Collectif « Morts sous vos yeux » : On pourrait presque dire que cela relève de la mentalité d’esclave : faible avec les forts, fort avec les faibles. A l’origine de ce mépris, on peut isoler trois causes principales :

1) Le complexe de la virginité : l’absence de vécu. Quiconque a toujours pété dans la soie ignore l’odeur des égouts. A partir de là, il est facile de tenir les discours caricaturaux que l’on connaît : les sans-abris sont fainéants, ils ne veulent pas travailler, ils sont responsables de leur situation, ils l’ont voulu, ce sont des ivrognes (nos grands donneurs de leçons voudraient-ils nous dire quelle quantité d’alcool ils ingèrent dans leurs soirées entre amis ?), et autres idioties. Ceci, bien entendu, sans rien connaître de l’histoire personnelle de ces gens. Il est facile de tenir de grands discours quand la vie ne nous a pas mis à l’épreuve et que l’on n’a pas connu la faim ou la vraie misère.

2) La peur : cela rassure de pouvoir honnir le « faible » (nous le mettons entre guillemets, car nos « forts », désargentés et à la rue, seraient pour la plupart incapables d’y survivre), de se dire que l’on a réussi, que l’on est à l’abri, que l’on a gagné une compétition sociale imaginaire. Le mépris du sans-abri et plus largement du SDF est un moyen pour les médiocres de se convaincre que leur vie n’est pas aussi minable qu’en réalité, et qu’eux ne tomberont jamais aussi bas.

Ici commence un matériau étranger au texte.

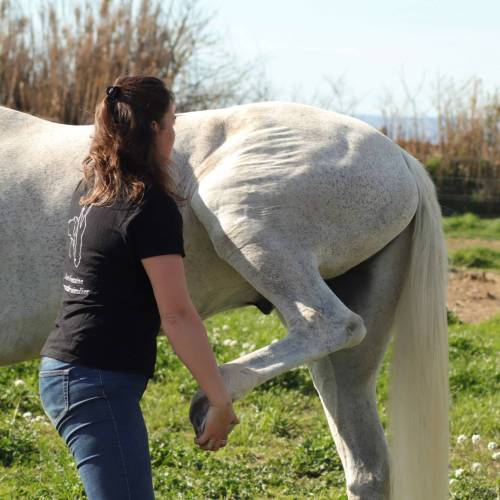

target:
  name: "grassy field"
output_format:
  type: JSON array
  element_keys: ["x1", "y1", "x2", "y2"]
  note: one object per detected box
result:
[{"x1": 0, "y1": 216, "x2": 500, "y2": 500}]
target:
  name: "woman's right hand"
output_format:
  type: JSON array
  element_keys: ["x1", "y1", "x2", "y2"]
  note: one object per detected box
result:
[{"x1": 194, "y1": 402, "x2": 240, "y2": 451}]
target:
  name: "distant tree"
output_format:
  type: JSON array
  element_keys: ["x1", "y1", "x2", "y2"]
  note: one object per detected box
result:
[{"x1": 0, "y1": 0, "x2": 271, "y2": 124}]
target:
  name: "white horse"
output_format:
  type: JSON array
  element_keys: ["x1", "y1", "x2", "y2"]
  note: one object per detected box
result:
[{"x1": 0, "y1": 102, "x2": 448, "y2": 500}]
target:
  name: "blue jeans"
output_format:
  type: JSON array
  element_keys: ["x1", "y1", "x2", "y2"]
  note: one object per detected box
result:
[{"x1": 39, "y1": 356, "x2": 154, "y2": 500}]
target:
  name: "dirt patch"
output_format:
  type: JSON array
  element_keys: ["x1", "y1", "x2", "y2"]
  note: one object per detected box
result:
[
  {"x1": 448, "y1": 270, "x2": 500, "y2": 323},
  {"x1": 446, "y1": 238, "x2": 500, "y2": 251}
]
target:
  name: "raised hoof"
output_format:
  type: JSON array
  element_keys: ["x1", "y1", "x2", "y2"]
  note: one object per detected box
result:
[{"x1": 189, "y1": 390, "x2": 209, "y2": 436}]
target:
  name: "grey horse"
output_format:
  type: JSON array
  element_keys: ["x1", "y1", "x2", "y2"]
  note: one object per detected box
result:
[{"x1": 0, "y1": 102, "x2": 448, "y2": 500}]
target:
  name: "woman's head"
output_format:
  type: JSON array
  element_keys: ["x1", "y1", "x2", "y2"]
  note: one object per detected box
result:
[{"x1": 80, "y1": 75, "x2": 182, "y2": 205}]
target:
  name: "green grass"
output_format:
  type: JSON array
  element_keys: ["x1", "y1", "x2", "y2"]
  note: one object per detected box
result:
[
  {"x1": 0, "y1": 307, "x2": 500, "y2": 500},
  {"x1": 443, "y1": 213, "x2": 500, "y2": 240},
  {"x1": 450, "y1": 247, "x2": 500, "y2": 269}
]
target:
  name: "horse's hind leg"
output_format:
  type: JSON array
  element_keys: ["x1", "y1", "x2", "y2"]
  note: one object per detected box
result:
[
  {"x1": 191, "y1": 228, "x2": 366, "y2": 399},
  {"x1": 308, "y1": 225, "x2": 411, "y2": 500}
]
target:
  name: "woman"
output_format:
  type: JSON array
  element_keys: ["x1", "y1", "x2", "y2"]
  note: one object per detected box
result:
[{"x1": 39, "y1": 75, "x2": 239, "y2": 500}]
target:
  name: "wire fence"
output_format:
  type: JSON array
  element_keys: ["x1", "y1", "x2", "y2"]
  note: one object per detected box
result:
[{"x1": 433, "y1": 175, "x2": 500, "y2": 217}]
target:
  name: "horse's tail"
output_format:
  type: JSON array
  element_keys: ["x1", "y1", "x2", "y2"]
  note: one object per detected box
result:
[{"x1": 389, "y1": 152, "x2": 449, "y2": 500}]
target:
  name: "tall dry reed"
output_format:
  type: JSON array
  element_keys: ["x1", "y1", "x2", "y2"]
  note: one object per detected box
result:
[{"x1": 0, "y1": 0, "x2": 266, "y2": 124}]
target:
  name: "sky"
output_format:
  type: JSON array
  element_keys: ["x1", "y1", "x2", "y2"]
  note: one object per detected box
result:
[{"x1": 199, "y1": 0, "x2": 500, "y2": 115}]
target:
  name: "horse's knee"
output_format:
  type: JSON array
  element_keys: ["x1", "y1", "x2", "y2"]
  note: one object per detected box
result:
[{"x1": 347, "y1": 468, "x2": 390, "y2": 500}]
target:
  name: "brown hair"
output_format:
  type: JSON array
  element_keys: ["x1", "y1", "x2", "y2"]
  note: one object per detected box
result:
[{"x1": 80, "y1": 75, "x2": 185, "y2": 205}]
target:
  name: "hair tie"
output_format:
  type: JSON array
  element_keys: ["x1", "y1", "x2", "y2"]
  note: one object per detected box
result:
[{"x1": 106, "y1": 85, "x2": 121, "y2": 102}]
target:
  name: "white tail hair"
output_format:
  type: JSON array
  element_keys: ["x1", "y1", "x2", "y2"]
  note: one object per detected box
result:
[{"x1": 389, "y1": 151, "x2": 449, "y2": 500}]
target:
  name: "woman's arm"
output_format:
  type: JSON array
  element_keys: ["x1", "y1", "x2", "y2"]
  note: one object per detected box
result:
[{"x1": 141, "y1": 254, "x2": 231, "y2": 406}]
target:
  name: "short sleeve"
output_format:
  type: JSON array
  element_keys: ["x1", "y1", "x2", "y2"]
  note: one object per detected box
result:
[{"x1": 125, "y1": 188, "x2": 185, "y2": 259}]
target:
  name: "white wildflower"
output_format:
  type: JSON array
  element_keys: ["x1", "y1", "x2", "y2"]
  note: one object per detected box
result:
[{"x1": 488, "y1": 441, "x2": 498, "y2": 451}]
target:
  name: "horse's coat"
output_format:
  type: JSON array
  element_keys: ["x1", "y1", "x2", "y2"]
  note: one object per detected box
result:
[{"x1": 0, "y1": 102, "x2": 447, "y2": 500}]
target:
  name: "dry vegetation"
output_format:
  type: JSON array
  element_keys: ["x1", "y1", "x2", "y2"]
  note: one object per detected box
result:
[
  {"x1": 0, "y1": 0, "x2": 267, "y2": 124},
  {"x1": 0, "y1": 0, "x2": 500, "y2": 215}
]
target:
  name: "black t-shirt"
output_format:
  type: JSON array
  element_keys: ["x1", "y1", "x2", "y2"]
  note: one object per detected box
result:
[{"x1": 40, "y1": 180, "x2": 185, "y2": 377}]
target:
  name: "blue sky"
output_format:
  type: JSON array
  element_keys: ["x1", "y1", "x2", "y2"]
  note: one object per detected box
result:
[{"x1": 199, "y1": 0, "x2": 500, "y2": 114}]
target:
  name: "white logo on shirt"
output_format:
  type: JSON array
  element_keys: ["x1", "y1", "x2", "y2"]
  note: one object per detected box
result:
[{"x1": 68, "y1": 205, "x2": 92, "y2": 267}]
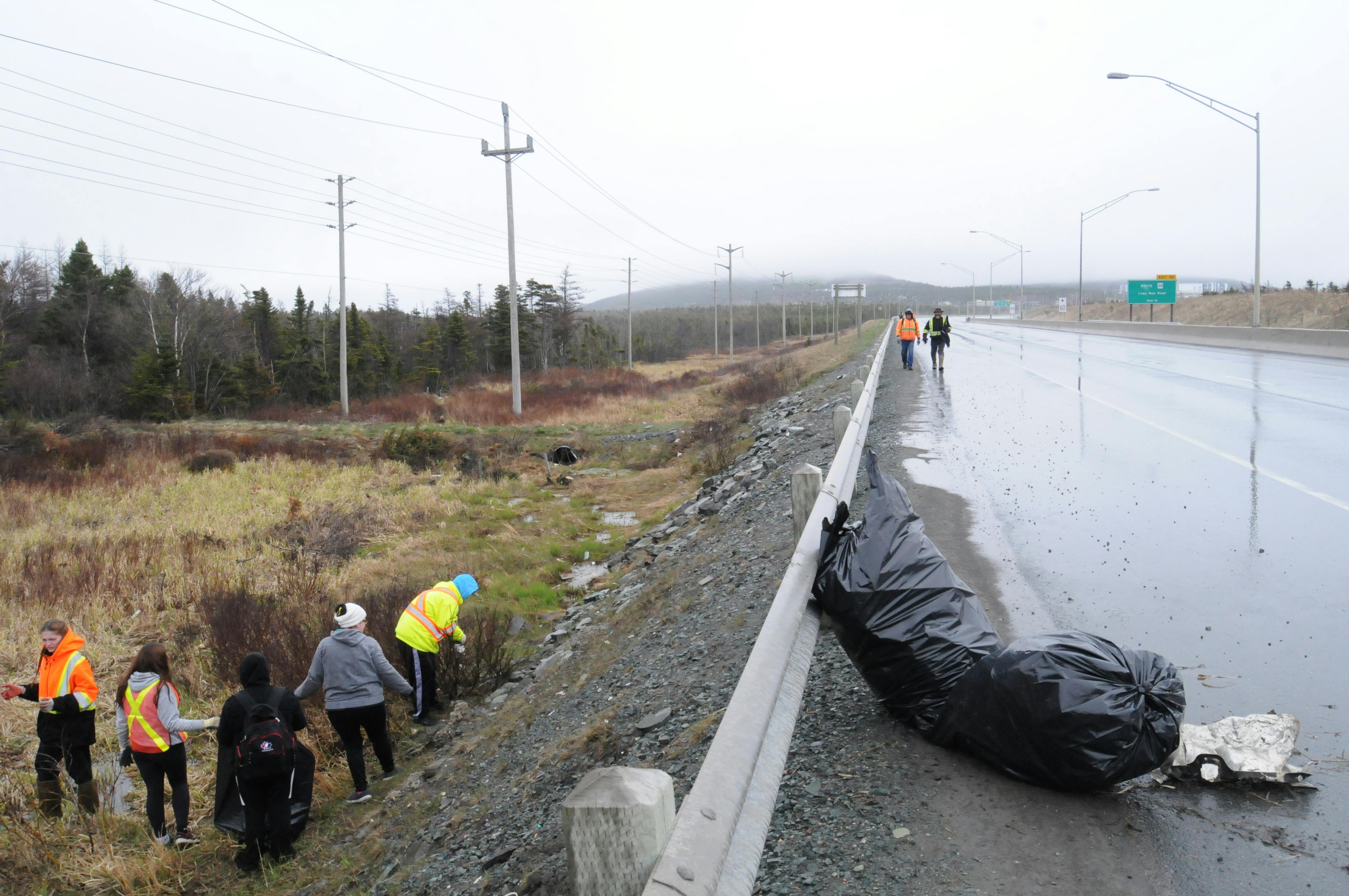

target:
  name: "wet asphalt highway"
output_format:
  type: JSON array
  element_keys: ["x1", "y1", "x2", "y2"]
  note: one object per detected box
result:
[{"x1": 910, "y1": 318, "x2": 1349, "y2": 893}]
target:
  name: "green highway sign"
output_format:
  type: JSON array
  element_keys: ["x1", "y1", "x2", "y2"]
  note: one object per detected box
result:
[{"x1": 1129, "y1": 279, "x2": 1176, "y2": 305}]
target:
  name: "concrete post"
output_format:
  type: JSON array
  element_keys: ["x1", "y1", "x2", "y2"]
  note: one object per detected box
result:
[
  {"x1": 563, "y1": 766, "x2": 674, "y2": 896},
  {"x1": 834, "y1": 405, "x2": 853, "y2": 448},
  {"x1": 792, "y1": 464, "x2": 824, "y2": 545}
]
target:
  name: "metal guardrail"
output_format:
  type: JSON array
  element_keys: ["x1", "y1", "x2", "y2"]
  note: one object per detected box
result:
[{"x1": 642, "y1": 318, "x2": 893, "y2": 896}]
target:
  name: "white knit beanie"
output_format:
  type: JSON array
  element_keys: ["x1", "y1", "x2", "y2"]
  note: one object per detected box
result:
[{"x1": 333, "y1": 603, "x2": 366, "y2": 629}]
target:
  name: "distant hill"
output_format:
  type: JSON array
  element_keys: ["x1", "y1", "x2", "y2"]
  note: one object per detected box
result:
[{"x1": 585, "y1": 274, "x2": 1238, "y2": 311}]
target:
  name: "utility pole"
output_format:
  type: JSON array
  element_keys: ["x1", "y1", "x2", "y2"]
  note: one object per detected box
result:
[
  {"x1": 483, "y1": 103, "x2": 534, "y2": 417},
  {"x1": 627, "y1": 259, "x2": 633, "y2": 370},
  {"x1": 716, "y1": 243, "x2": 745, "y2": 364},
  {"x1": 712, "y1": 281, "x2": 722, "y2": 358},
  {"x1": 328, "y1": 174, "x2": 356, "y2": 420},
  {"x1": 776, "y1": 271, "x2": 792, "y2": 348}
]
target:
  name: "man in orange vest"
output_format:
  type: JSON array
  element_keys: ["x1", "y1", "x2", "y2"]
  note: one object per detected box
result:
[
  {"x1": 394, "y1": 572, "x2": 478, "y2": 725},
  {"x1": 0, "y1": 619, "x2": 98, "y2": 818},
  {"x1": 894, "y1": 308, "x2": 919, "y2": 370}
]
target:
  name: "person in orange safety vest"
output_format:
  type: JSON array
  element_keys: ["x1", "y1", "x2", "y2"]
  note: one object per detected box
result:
[
  {"x1": 0, "y1": 619, "x2": 98, "y2": 818},
  {"x1": 394, "y1": 572, "x2": 478, "y2": 725},
  {"x1": 117, "y1": 644, "x2": 220, "y2": 848},
  {"x1": 894, "y1": 308, "x2": 919, "y2": 370}
]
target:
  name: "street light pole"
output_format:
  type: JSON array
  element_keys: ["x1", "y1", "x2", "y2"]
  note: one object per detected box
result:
[
  {"x1": 1105, "y1": 71, "x2": 1260, "y2": 327},
  {"x1": 1078, "y1": 186, "x2": 1161, "y2": 322}
]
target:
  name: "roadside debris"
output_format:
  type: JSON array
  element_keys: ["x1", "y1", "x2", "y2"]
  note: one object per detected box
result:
[
  {"x1": 814, "y1": 451, "x2": 1186, "y2": 791},
  {"x1": 1152, "y1": 713, "x2": 1310, "y2": 784}
]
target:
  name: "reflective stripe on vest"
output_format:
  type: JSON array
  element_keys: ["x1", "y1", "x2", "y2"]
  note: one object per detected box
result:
[
  {"x1": 121, "y1": 679, "x2": 170, "y2": 753},
  {"x1": 407, "y1": 588, "x2": 459, "y2": 641},
  {"x1": 51, "y1": 650, "x2": 93, "y2": 713}
]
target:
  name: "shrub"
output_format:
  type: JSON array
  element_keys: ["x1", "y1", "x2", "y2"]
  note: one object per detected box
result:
[{"x1": 379, "y1": 426, "x2": 455, "y2": 470}]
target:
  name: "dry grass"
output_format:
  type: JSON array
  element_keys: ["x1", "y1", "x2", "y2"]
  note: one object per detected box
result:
[{"x1": 1027, "y1": 289, "x2": 1349, "y2": 329}]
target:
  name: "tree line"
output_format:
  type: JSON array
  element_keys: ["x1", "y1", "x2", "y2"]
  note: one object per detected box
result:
[{"x1": 0, "y1": 240, "x2": 622, "y2": 420}]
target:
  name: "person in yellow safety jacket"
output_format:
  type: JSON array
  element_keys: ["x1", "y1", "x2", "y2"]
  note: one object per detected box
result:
[
  {"x1": 117, "y1": 642, "x2": 220, "y2": 849},
  {"x1": 394, "y1": 572, "x2": 478, "y2": 725},
  {"x1": 0, "y1": 619, "x2": 98, "y2": 818},
  {"x1": 894, "y1": 308, "x2": 919, "y2": 370}
]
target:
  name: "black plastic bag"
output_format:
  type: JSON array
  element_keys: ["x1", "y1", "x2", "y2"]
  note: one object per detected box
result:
[
  {"x1": 811, "y1": 451, "x2": 1002, "y2": 734},
  {"x1": 928, "y1": 631, "x2": 1184, "y2": 791}
]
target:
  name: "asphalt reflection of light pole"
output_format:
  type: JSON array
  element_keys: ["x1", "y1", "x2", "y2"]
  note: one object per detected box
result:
[
  {"x1": 942, "y1": 262, "x2": 975, "y2": 317},
  {"x1": 1105, "y1": 71, "x2": 1260, "y2": 327},
  {"x1": 970, "y1": 231, "x2": 1025, "y2": 317},
  {"x1": 1078, "y1": 186, "x2": 1161, "y2": 324}
]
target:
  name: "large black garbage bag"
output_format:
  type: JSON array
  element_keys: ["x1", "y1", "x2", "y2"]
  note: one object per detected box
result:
[
  {"x1": 812, "y1": 451, "x2": 1002, "y2": 734},
  {"x1": 928, "y1": 631, "x2": 1184, "y2": 791},
  {"x1": 213, "y1": 741, "x2": 317, "y2": 841}
]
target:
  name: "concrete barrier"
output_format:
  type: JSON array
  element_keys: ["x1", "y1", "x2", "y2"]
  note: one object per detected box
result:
[{"x1": 970, "y1": 317, "x2": 1349, "y2": 359}]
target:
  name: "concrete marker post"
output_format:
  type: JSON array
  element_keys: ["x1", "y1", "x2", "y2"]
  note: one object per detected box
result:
[
  {"x1": 563, "y1": 765, "x2": 674, "y2": 896},
  {"x1": 834, "y1": 405, "x2": 853, "y2": 449},
  {"x1": 792, "y1": 464, "x2": 824, "y2": 545}
]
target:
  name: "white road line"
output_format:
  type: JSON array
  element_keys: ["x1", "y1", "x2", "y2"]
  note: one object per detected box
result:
[{"x1": 1004, "y1": 359, "x2": 1349, "y2": 510}]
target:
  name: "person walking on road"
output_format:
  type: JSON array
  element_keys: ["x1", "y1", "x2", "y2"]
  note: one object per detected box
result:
[
  {"x1": 117, "y1": 644, "x2": 220, "y2": 846},
  {"x1": 216, "y1": 652, "x2": 308, "y2": 872},
  {"x1": 394, "y1": 572, "x2": 478, "y2": 725},
  {"x1": 295, "y1": 603, "x2": 413, "y2": 803},
  {"x1": 923, "y1": 308, "x2": 951, "y2": 371},
  {"x1": 894, "y1": 308, "x2": 919, "y2": 370},
  {"x1": 0, "y1": 619, "x2": 98, "y2": 818}
]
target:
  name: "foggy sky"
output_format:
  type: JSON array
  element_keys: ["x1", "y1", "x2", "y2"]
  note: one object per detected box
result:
[{"x1": 0, "y1": 0, "x2": 1349, "y2": 308}]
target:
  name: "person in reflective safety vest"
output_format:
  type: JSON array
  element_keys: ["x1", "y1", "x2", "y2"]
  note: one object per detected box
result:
[
  {"x1": 394, "y1": 572, "x2": 478, "y2": 725},
  {"x1": 0, "y1": 619, "x2": 98, "y2": 818},
  {"x1": 117, "y1": 642, "x2": 220, "y2": 846}
]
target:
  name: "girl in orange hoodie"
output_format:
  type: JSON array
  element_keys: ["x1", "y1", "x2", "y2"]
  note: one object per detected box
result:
[{"x1": 0, "y1": 619, "x2": 98, "y2": 816}]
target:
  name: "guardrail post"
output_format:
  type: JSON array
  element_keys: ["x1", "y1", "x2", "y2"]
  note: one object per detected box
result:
[
  {"x1": 834, "y1": 405, "x2": 853, "y2": 448},
  {"x1": 563, "y1": 766, "x2": 674, "y2": 896},
  {"x1": 792, "y1": 464, "x2": 824, "y2": 545}
]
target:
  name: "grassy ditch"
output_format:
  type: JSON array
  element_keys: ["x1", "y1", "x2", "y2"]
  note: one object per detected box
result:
[{"x1": 0, "y1": 322, "x2": 882, "y2": 896}]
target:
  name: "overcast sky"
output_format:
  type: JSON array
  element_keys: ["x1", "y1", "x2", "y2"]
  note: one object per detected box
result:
[{"x1": 0, "y1": 0, "x2": 1349, "y2": 308}]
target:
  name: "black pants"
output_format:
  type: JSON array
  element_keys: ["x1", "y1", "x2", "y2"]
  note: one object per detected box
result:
[
  {"x1": 328, "y1": 703, "x2": 394, "y2": 791},
  {"x1": 398, "y1": 641, "x2": 440, "y2": 719},
  {"x1": 34, "y1": 741, "x2": 93, "y2": 784},
  {"x1": 131, "y1": 743, "x2": 190, "y2": 837},
  {"x1": 235, "y1": 775, "x2": 294, "y2": 868}
]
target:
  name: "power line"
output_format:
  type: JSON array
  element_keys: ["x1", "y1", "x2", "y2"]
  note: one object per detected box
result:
[
  {"x1": 0, "y1": 119, "x2": 324, "y2": 202},
  {"x1": 0, "y1": 156, "x2": 327, "y2": 227},
  {"x1": 146, "y1": 0, "x2": 707, "y2": 263},
  {"x1": 0, "y1": 34, "x2": 482, "y2": 140},
  {"x1": 0, "y1": 66, "x2": 331, "y2": 177}
]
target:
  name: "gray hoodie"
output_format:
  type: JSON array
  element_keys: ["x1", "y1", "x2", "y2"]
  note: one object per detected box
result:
[
  {"x1": 117, "y1": 672, "x2": 206, "y2": 749},
  {"x1": 295, "y1": 629, "x2": 413, "y2": 710}
]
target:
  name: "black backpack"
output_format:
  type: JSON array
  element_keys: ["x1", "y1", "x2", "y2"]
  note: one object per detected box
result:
[{"x1": 235, "y1": 687, "x2": 295, "y2": 781}]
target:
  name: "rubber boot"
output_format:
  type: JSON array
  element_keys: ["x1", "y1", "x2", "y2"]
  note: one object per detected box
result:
[
  {"x1": 38, "y1": 781, "x2": 61, "y2": 818},
  {"x1": 78, "y1": 780, "x2": 98, "y2": 815}
]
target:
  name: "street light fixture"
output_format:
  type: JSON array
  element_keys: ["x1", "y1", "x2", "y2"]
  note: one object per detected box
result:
[
  {"x1": 1078, "y1": 188, "x2": 1161, "y2": 322},
  {"x1": 942, "y1": 262, "x2": 975, "y2": 317},
  {"x1": 970, "y1": 231, "x2": 1025, "y2": 317},
  {"x1": 1105, "y1": 71, "x2": 1260, "y2": 327}
]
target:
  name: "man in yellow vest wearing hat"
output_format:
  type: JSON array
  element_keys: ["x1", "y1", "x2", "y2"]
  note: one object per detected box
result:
[{"x1": 394, "y1": 572, "x2": 478, "y2": 725}]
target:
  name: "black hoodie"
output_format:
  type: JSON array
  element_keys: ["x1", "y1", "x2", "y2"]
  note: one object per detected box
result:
[{"x1": 217, "y1": 652, "x2": 305, "y2": 753}]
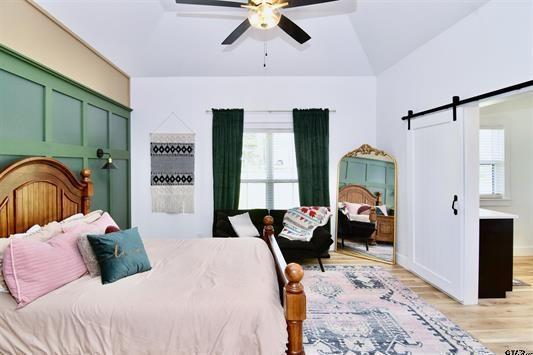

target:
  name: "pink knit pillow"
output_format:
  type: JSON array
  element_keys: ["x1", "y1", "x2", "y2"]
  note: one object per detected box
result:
[
  {"x1": 91, "y1": 212, "x2": 119, "y2": 231},
  {"x1": 3, "y1": 233, "x2": 87, "y2": 308}
]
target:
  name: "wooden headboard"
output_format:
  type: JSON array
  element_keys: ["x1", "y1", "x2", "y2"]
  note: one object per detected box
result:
[
  {"x1": 0, "y1": 157, "x2": 93, "y2": 238},
  {"x1": 339, "y1": 185, "x2": 381, "y2": 206}
]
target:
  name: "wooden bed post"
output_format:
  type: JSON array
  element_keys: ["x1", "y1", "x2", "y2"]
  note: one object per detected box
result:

3) Le traditionnel mépris dit « de classe » (mais ouvert à tous), le mépris pour les « sans-dents », pour celui d’en-bas qui pollue notre conscience en se rappelant à notre vue. Ce mépris ne s’applique bien entendu pas au « lointain », fantasme exotique du nanti à la mentalité néo-coloniale qui, par un paternalisme dégoulinant de bons sentiments, ouvrira son cœur et son portefeuille au migrant (« mais ce n’est pas pareil, eux n’ont pas choisi leur situation »).

Breizh-info.com :  Quelles actions allez-vous entreprendre ?

Collectif « Morts sous vos yeux » : Plusieurs choses :

  • Lancer le collectif de manière durable et reprendre la publication de témoignages vidéo de SDF, pour harceler sur le long terme la ministre du Logement ainsi que la ministre des Solidarités.
  • Inviter à nous rejoindre (contactez-nous à [email protected]) et à réaliser ses propres reportages pour venir nous aider à nourrir le Collectif Morts sous vos yeux. Si vous connaissez des SDF, qu’ils soient Français ou étrangers légaux qui parlent Français, et que vous souhaitez nous aider, nous posons généralement trois questions au SDF que nous interrogeons : quel est son prénom, depuis combien de temps est-il dans la rue, et quel message aurait-il à adresser aux responsables politiques qui les laissent crever.
  • Prochainement, nous appellerons nos élus à participer eux aussi au collectif, dans une moindre mesure (par rapport à leur train de vie). Nous verrons qui répondra présent. Nous nous adresserons d’abord à nos parlementaires, puis à nos innombrables élus (après tout, la France compte 36 000 communes), ainsi qu’à quelques entreprises. Nous ne manquerons pas de rendre compte publiquement de leurs réponses. Cela ne sera pas spécialement pour notre collectif, mais pour l’association SOS Sans Abris de Claude Huet, qui vise notamment à reloger de manière durable des sans-abris, et à les aider à sortir de leur quotidien morbide (et bien souvent macabre).